Mighty Mo and Friends
First the history:
I had the misfortune (ok I messed up) of breaking the drivers side front axle shaft in Mighty Mo. There were no spare D25-10 spline axles available and since there is a Lock-Right in there, I pulled the broken shaft out and wheeled the rest of the weekend in 3 wheel drive. When I got back home I repaired the body damage and then decided it was time to fix the axle. I have broken axles before and thought no big deal. I drained the differential, pulled the passenger side axle, removed the differential bearing caps and expected to be able to pop the carrier right out. WRONG.
I worked on this for off and on for a week and a half. The factory manual says that a housing spreader should be used and not to exceed 0.020" spread. My home made spreader could not get more than 0.010". I had previously used this when I installed the Lock-Right so I was confused. I noticed that the housing spreader was bending. Eventually I built a housing spreader out of 1/2 x 2" steel. The original was 1/4 x 1 1/2" steel. This provided 0.020: spread but even using a 3 foot crowbar, the carrier refused to come out.
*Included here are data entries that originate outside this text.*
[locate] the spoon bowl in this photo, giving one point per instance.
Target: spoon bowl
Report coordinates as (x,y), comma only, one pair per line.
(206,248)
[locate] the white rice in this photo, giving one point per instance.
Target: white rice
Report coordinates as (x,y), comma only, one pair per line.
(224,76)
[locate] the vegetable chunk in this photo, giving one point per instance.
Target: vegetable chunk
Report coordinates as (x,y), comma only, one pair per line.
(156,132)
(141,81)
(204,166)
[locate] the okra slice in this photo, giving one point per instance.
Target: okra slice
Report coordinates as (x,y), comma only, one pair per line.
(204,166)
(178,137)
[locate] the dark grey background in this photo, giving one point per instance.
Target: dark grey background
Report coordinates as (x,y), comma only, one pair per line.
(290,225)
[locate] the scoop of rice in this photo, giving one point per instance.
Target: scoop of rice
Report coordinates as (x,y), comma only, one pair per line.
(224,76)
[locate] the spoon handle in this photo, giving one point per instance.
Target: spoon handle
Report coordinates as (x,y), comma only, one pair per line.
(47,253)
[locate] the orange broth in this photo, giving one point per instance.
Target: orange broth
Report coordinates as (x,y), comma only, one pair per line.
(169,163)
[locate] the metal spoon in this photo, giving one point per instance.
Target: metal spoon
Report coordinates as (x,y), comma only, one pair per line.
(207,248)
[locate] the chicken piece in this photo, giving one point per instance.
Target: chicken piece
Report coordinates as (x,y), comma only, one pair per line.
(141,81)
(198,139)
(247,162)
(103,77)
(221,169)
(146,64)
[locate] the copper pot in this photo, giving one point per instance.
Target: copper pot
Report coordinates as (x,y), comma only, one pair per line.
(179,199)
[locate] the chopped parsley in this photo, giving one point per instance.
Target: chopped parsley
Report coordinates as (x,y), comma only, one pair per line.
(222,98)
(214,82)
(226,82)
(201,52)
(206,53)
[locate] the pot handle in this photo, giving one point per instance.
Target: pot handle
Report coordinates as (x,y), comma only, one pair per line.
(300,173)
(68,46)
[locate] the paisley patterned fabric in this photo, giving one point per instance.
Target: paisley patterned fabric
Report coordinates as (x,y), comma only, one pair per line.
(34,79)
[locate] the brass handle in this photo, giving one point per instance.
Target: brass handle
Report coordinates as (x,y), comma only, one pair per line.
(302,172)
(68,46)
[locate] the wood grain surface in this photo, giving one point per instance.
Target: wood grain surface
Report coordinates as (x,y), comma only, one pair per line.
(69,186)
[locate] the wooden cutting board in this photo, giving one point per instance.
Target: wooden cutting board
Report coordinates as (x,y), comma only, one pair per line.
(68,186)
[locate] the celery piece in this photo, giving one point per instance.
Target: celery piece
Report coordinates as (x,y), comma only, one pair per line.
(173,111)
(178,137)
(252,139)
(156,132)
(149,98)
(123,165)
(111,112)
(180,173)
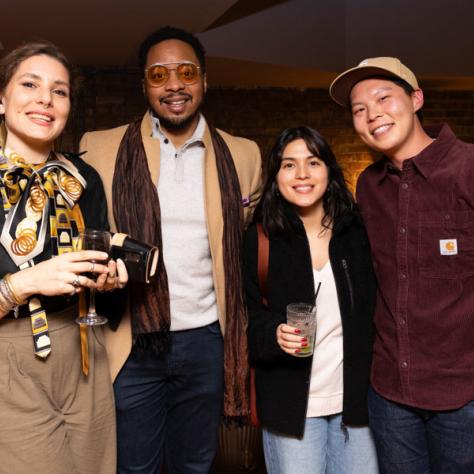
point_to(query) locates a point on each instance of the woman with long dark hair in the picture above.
(313, 410)
(56, 404)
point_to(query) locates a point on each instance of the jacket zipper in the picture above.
(345, 266)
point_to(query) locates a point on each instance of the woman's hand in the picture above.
(288, 339)
(117, 276)
(61, 275)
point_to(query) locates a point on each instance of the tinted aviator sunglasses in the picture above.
(158, 74)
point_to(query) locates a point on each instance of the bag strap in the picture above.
(262, 265)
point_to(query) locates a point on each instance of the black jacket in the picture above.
(282, 381)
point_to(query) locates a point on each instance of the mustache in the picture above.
(180, 96)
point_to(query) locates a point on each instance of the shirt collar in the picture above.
(196, 138)
(427, 160)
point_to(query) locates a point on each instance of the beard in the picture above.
(176, 124)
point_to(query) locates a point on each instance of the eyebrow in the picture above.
(35, 76)
(377, 91)
(294, 159)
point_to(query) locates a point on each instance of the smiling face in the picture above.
(35, 104)
(384, 116)
(303, 178)
(175, 104)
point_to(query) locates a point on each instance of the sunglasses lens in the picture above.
(187, 73)
(157, 75)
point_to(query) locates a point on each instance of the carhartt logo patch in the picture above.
(448, 247)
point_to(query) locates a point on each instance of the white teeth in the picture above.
(41, 117)
(381, 129)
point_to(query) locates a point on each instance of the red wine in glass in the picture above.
(99, 240)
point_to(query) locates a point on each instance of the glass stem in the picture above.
(92, 310)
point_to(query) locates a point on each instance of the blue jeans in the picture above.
(169, 406)
(415, 441)
(326, 447)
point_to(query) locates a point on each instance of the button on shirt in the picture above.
(186, 251)
(420, 222)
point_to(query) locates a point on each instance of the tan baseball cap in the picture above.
(341, 87)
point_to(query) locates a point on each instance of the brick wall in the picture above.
(111, 97)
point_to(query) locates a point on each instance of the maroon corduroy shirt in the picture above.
(420, 222)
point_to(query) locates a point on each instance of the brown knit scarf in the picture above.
(150, 305)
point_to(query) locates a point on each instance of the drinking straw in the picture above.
(316, 292)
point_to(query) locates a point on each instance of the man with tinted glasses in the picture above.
(173, 180)
(418, 206)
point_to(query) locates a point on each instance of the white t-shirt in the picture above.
(325, 392)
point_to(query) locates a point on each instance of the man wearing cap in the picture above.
(178, 354)
(418, 205)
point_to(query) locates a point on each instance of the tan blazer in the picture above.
(102, 148)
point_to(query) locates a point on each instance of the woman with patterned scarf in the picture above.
(57, 410)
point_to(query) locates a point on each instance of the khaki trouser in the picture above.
(53, 419)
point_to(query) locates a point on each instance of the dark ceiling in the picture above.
(292, 43)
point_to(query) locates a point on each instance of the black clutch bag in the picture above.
(140, 259)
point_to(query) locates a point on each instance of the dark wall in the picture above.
(111, 97)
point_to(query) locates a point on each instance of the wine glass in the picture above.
(92, 239)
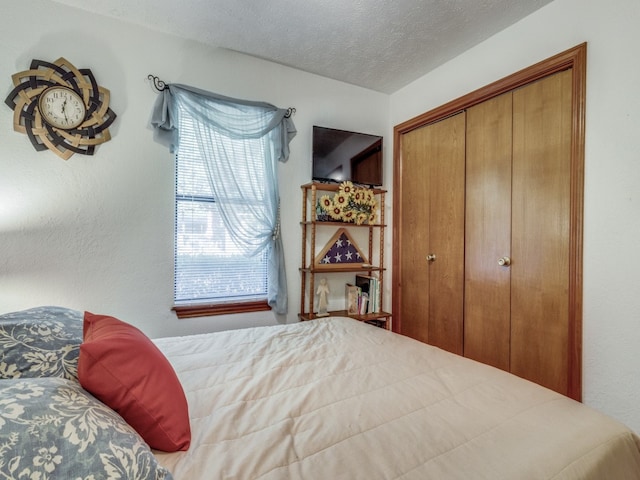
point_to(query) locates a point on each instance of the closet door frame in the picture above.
(575, 59)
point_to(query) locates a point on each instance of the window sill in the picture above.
(208, 310)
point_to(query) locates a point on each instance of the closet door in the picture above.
(487, 317)
(432, 233)
(542, 133)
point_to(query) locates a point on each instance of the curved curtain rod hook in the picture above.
(158, 84)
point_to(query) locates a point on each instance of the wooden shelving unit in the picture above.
(311, 193)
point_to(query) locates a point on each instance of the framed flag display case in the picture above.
(341, 251)
(352, 248)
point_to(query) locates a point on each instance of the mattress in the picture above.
(338, 399)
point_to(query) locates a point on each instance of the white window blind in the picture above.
(209, 268)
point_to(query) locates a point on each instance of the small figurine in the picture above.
(322, 292)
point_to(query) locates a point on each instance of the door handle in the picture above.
(504, 262)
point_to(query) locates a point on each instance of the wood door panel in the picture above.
(432, 222)
(487, 313)
(414, 237)
(542, 129)
(446, 218)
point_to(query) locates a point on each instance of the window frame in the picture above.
(210, 307)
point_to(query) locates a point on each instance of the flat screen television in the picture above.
(339, 155)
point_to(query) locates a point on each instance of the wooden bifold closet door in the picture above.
(517, 231)
(487, 227)
(432, 226)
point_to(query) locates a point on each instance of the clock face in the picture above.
(62, 108)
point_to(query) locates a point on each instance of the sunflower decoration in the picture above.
(350, 204)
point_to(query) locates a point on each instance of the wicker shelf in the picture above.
(308, 270)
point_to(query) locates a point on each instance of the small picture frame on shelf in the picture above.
(339, 252)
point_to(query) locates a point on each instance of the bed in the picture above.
(339, 399)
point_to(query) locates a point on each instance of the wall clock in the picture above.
(60, 108)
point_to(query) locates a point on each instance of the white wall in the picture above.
(96, 232)
(611, 319)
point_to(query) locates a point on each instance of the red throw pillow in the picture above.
(120, 366)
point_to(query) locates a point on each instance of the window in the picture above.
(209, 266)
(228, 246)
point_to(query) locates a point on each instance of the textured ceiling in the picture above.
(378, 44)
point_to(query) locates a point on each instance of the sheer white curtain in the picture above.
(228, 132)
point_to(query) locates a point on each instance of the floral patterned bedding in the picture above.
(50, 427)
(40, 342)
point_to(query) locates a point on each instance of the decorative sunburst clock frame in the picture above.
(40, 79)
(340, 252)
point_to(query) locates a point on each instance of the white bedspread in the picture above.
(338, 399)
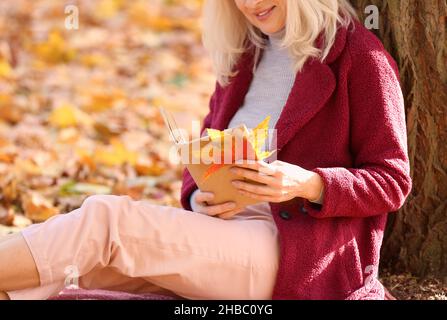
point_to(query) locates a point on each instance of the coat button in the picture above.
(303, 209)
(284, 215)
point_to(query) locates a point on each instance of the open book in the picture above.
(208, 160)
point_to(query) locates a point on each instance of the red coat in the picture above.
(345, 120)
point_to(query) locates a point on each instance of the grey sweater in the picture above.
(268, 92)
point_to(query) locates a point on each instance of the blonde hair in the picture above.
(226, 32)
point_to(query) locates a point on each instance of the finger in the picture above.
(204, 196)
(254, 175)
(261, 190)
(259, 197)
(220, 208)
(229, 214)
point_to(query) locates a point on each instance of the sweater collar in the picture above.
(311, 90)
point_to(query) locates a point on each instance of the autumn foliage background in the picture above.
(78, 108)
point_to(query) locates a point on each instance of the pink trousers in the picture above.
(116, 243)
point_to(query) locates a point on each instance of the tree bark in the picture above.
(414, 32)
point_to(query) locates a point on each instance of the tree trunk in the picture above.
(414, 32)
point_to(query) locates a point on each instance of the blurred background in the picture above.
(78, 113)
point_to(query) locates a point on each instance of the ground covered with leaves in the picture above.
(78, 108)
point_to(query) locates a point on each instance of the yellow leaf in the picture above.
(117, 154)
(259, 137)
(107, 9)
(55, 49)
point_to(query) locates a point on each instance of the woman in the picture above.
(333, 94)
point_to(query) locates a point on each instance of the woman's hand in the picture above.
(224, 210)
(282, 181)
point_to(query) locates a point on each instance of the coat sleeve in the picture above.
(379, 180)
(188, 184)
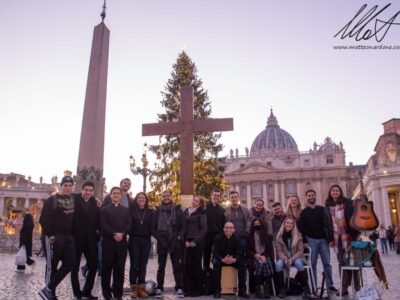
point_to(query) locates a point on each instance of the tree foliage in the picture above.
(166, 174)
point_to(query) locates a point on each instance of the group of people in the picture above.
(255, 241)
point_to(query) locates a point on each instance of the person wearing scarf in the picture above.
(290, 253)
(139, 244)
(168, 227)
(339, 211)
(196, 229)
(259, 255)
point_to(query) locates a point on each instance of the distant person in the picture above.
(312, 224)
(340, 210)
(215, 224)
(56, 220)
(383, 238)
(168, 227)
(390, 237)
(115, 225)
(139, 244)
(196, 229)
(228, 252)
(25, 239)
(293, 207)
(277, 218)
(86, 235)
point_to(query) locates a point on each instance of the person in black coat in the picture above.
(196, 229)
(339, 233)
(228, 252)
(25, 239)
(139, 244)
(85, 230)
(215, 223)
(168, 227)
(115, 224)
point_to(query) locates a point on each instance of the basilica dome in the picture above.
(273, 139)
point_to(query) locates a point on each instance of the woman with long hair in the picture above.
(259, 256)
(25, 239)
(139, 244)
(293, 207)
(339, 211)
(290, 253)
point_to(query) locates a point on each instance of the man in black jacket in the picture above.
(115, 224)
(215, 224)
(169, 228)
(86, 234)
(228, 252)
(56, 221)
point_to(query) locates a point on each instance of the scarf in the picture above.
(166, 218)
(287, 239)
(339, 226)
(257, 243)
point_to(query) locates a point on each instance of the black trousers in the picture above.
(239, 265)
(62, 249)
(114, 258)
(208, 246)
(193, 267)
(139, 250)
(89, 249)
(162, 261)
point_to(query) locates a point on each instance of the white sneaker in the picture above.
(179, 293)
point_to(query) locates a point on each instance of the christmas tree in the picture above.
(166, 174)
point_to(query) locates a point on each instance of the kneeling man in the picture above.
(227, 252)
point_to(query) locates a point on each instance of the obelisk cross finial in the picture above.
(103, 13)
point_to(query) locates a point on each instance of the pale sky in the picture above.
(251, 56)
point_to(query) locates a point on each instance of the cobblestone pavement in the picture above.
(25, 286)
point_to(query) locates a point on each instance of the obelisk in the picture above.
(91, 148)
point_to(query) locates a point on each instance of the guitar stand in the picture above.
(319, 292)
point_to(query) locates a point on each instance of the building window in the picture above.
(329, 159)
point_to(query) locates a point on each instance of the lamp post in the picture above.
(144, 171)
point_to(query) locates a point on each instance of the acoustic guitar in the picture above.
(364, 217)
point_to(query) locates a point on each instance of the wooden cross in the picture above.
(186, 127)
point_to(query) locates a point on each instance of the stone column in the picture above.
(2, 204)
(276, 191)
(248, 195)
(265, 195)
(386, 219)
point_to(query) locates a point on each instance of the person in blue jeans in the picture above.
(312, 226)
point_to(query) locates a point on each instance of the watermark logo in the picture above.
(366, 25)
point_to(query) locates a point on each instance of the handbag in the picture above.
(20, 259)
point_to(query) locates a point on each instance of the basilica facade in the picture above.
(274, 168)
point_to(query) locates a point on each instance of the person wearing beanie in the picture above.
(56, 221)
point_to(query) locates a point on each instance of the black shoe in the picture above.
(243, 295)
(46, 294)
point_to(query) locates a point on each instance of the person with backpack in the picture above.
(56, 220)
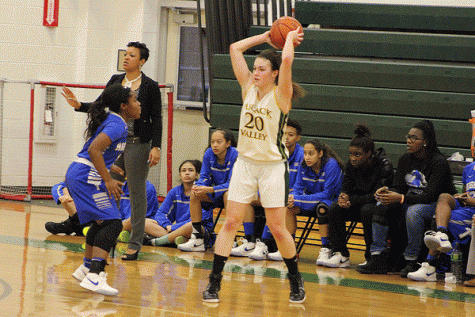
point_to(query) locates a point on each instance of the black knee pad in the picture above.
(383, 221)
(107, 236)
(322, 216)
(92, 232)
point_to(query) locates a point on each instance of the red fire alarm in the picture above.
(50, 13)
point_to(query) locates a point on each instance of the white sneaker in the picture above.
(260, 251)
(80, 273)
(244, 249)
(437, 241)
(337, 260)
(275, 256)
(323, 256)
(98, 283)
(426, 273)
(193, 244)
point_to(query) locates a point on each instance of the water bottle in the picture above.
(456, 263)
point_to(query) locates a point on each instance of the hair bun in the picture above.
(362, 130)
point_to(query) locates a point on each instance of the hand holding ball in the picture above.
(280, 28)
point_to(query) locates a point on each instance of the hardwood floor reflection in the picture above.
(36, 280)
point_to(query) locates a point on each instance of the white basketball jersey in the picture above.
(261, 128)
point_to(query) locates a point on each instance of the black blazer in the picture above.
(149, 125)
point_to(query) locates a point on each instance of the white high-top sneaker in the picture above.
(80, 273)
(244, 249)
(98, 283)
(260, 251)
(193, 244)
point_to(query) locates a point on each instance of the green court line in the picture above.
(250, 270)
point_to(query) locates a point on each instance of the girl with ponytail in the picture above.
(91, 186)
(366, 170)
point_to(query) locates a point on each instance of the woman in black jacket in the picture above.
(367, 170)
(422, 174)
(142, 150)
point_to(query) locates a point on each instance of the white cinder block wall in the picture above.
(83, 49)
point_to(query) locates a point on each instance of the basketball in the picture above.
(280, 28)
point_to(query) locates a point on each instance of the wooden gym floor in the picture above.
(36, 268)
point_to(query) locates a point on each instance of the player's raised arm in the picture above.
(285, 85)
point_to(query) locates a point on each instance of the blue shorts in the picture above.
(57, 191)
(89, 193)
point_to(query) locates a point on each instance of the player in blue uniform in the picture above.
(91, 186)
(210, 191)
(318, 185)
(453, 216)
(71, 225)
(172, 223)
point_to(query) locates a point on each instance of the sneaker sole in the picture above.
(298, 301)
(372, 272)
(193, 249)
(420, 279)
(338, 265)
(435, 245)
(240, 254)
(78, 278)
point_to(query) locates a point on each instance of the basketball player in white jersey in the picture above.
(261, 165)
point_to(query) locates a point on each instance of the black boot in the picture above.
(211, 292)
(76, 225)
(297, 291)
(378, 264)
(60, 227)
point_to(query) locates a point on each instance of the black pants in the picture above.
(337, 218)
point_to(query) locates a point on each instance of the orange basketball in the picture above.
(280, 28)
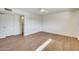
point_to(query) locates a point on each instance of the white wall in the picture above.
(32, 24)
(9, 25)
(64, 23)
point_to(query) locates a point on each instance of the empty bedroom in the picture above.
(39, 29)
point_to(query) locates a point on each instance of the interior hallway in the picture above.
(32, 42)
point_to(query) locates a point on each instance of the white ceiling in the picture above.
(37, 10)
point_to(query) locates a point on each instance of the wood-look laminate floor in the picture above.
(32, 42)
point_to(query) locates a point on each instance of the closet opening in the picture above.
(22, 24)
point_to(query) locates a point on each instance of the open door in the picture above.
(22, 24)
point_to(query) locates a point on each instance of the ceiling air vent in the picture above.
(7, 9)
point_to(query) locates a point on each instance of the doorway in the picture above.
(22, 24)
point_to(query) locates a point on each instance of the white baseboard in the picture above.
(2, 37)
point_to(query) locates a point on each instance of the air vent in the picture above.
(7, 9)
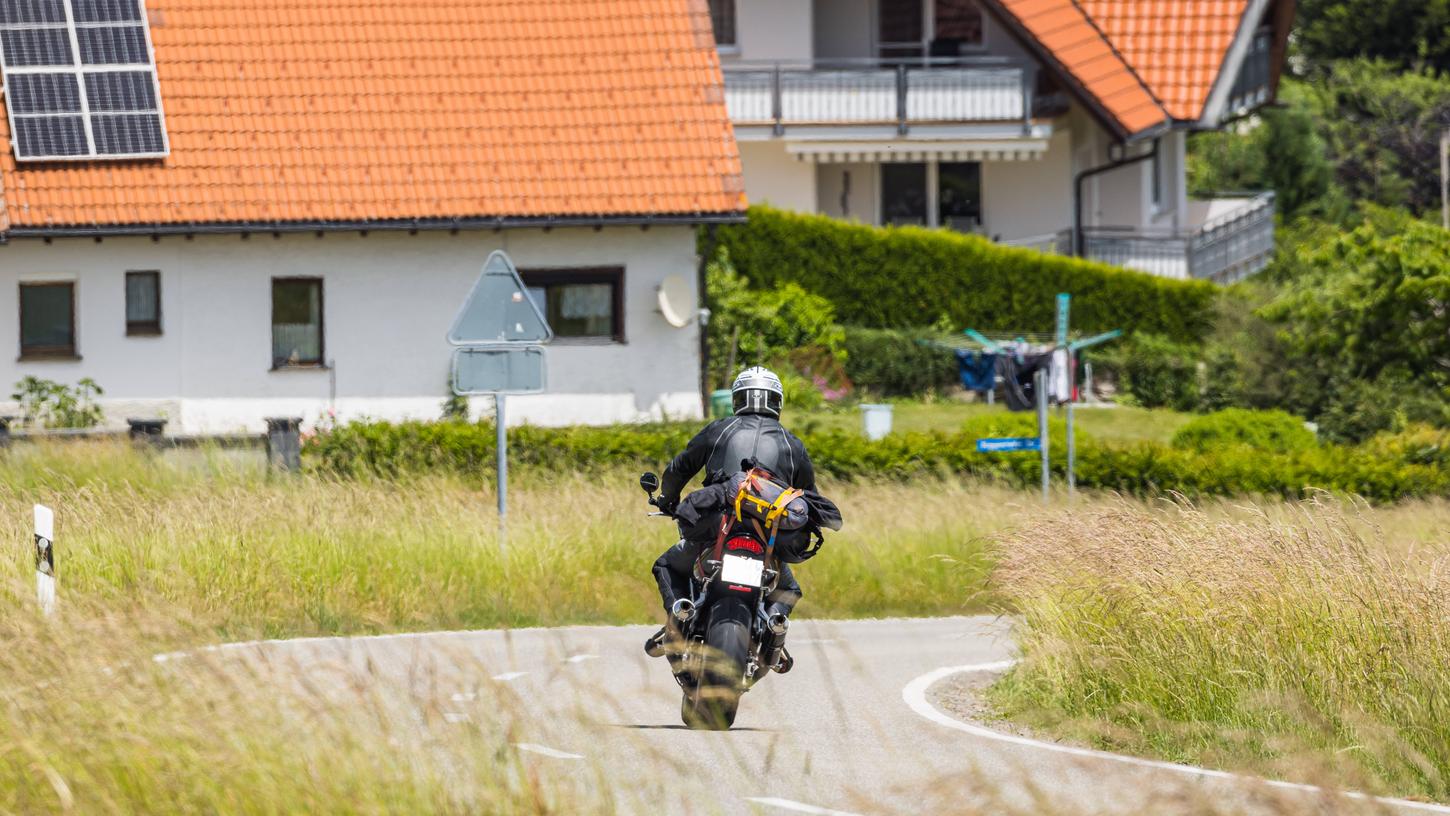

I was talking to Bob Stevenot (Stev) and he suggested I might be able to remove the broken piece on the side gear if I remover the cross shaft and used something to drive it out. This proved to be a "forest & trees / alligators / swamp" moment. Thank you Stev.
When I attempted to pull the cross shaft I found the shaft would not slide out past the ring gear. I had read that some people have slightly ground the teeth of the ring gear to remove the cross shaft with out any problems to durability of the ring gear. A few minutes with an air grinder and the pin slid right out. See the pictures below for the entire process. If the ring gear fails, or there are other "issues" I will revise this page with a warning. Since the gear required very minor alteration, I don't expect there to be any problems though.
Like I said before, I have read that this is a safe modification. I decided that I would try it. Do this at your own risk.